Geschwind lief Gutenabend hin zu dem Mann, denn er meinte, der Herr riefe ihn, und fragte, was er solle. Doch dieser fuhr den Knaben hart an und nannte ihn einen dummen Jungen. Gutenabend ging betrübt zu seinem Bruder zurück. Die Sonne ging unter, es fing an, dunkel zu werden, und noch immer hatten sie kein Unterkommen gefunden. Hungrig, traurig und müde legten sie sich unter einen Baum, beteten aber erst zum lieben Gott, er möge sie beschützen und schliefen darauf bald ein. Am folgenden Tag gingen sie weiter, kamen in manches Dorf, fanden aber immer noch kein Unterkommen, bis sie zuletzt ein guter Bauersmann anredete und zu ihnen Guten Tag sagte. Gutentag ging natürlich gleich zu ihm und fragte, was er solle. Dem Mann gefielen die Knaben, sie mussten ihm ihre Geschichte erzählen. Davon wurde er so gerührt, dass er sie zu sich nahm. Nun hatten sie ein Unterkommen. Der Mann sagte, wenn Gutenabend seine wenigen Schafe und Geisen hüten und Gutentag auf dem Feld mithelfen wollte, so würde er ihnen gern Essen und Trinken und alles geben, was sie nötig hätten.
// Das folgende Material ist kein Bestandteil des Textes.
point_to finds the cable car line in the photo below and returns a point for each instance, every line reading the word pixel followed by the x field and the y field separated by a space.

Die Knaben versprachen, recht gern arbeiten zu wollen, was ihr Wohltäter haben wolle. Gleich am ersten Tag, als Gutentag auf dem Feld mit grub, kam sein Spaten auf etwas Klingendes. Er machte es bloß und siehe, es war eine Kiste mit Gold und darin lag ein Zettel, auf welchem geschrieben stand: »Freue dich, du Glücklicher, das ist dein. Wende es nützlich an.« Gutentag rief sogleich seinen Wohltäter und zeigte ihm den Schatz. Der gute Mann freute sich herzlich über den Fund und beide brachten ihn in Sicherheit. Des Abends kam Gutenabend mit einer ganzen Menge Schafe und Ziegen nach Hause.
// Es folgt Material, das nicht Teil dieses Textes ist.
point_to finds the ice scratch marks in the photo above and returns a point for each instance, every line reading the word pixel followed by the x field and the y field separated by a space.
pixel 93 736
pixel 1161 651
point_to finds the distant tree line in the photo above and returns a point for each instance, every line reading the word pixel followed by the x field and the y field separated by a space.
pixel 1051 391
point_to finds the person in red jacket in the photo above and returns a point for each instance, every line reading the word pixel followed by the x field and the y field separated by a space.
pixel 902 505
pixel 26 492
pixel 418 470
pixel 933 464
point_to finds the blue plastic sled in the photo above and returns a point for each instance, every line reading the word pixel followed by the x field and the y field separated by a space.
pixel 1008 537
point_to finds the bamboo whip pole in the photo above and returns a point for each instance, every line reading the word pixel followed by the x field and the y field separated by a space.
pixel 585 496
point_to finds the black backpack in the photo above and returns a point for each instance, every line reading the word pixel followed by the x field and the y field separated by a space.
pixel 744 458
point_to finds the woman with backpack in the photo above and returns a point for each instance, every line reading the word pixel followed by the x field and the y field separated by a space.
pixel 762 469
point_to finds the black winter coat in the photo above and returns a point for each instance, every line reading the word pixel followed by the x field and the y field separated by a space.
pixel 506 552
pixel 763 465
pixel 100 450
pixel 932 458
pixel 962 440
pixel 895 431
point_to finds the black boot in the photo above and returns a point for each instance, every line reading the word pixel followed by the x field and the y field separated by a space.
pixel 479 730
»Woher hast du die vielen Schafe und Ziegen«, fragte er den kleinen Hirten. »Ich habe dir nur zwei Schafe und zwei Ziegen gegeben.«

Der Knabe aber behauptete, er habe gleich so viel gehabt und weiter wisse er nichts. Da nahm sie der Landmann in seinen Stall und behielt sie. Er sollte aber nicht lange in Ungewissheit bleiben, woher das alles gekommen sei. Als sie des Abends in der Dämmerung beieinandersaßen und von den Erlebnissen sich erzählten, wurde es mit einem Mal hell im Zimmer.

Eine bildschöne, glänzende Frau trat zu ihnen, das war aber eine wohltätige Fee, lächelte sie freundlich an und sagte zu dem Landmann: »Du hast dich der armen Kinder erbarmt, dafür habe ich dich wieder belohnt. Der eine hat dir einen guten Tag und der andere einen guten Abend gebracht.«

Damit war sie verschwunden.

Der Landmann und die beiden Knaben blieben aber beieinander, bis sie der Tod trennte. Geld und Gut hatten sie genug. Dabei blieben sie aber auch gut.